Great read. Obama and Holder really fucked up by not prosecuting Jr41, and his Dick, for war crimes and getting us out of Iraq. That gave the S. Baptists/Evan's a greater belief in God's support for their side so they grabbed for more and got it from McConnell's successful obstructions. Then they hit a jackpot, which is always a thing bestowed by The Deity, with 45. Why wouldn't they go on insisting that Dem's are Satan's Army for scrambling (and failing) to get rid of them?

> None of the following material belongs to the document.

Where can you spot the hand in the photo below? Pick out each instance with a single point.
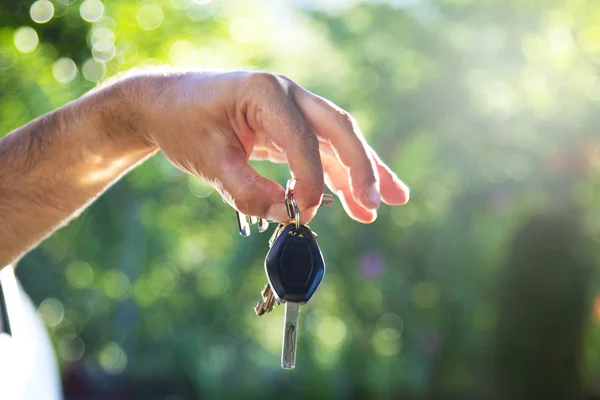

IMO, the apple is rotten and the snake has become a worm. One which has imbedded itself in our body politic that we can't extract without altering the patient's idea of purpose.

We impeached Trump twice. How did that turn out?

@UrsiMajor Might well not have had 45 at all if Obama/Holder had prosecuted Jr41, told us of the T-campaigns involvement with Russia in Oct of 2016, or nailed a single Banker's balls to a board instead of giving them even more of our money. By the time T was impeached crime had become a sad and sick joke so few cared enough to support another embarrassing removal from office.

@rainmanjr That I don't buy. 41 would have gotten off as well.

@UrsiMajor Well, you have speculation and I have the vote for 2016. Apparently folks who voted for Obama decided they didn't like something about him. They had voted for him, twice, so it couldn't be race.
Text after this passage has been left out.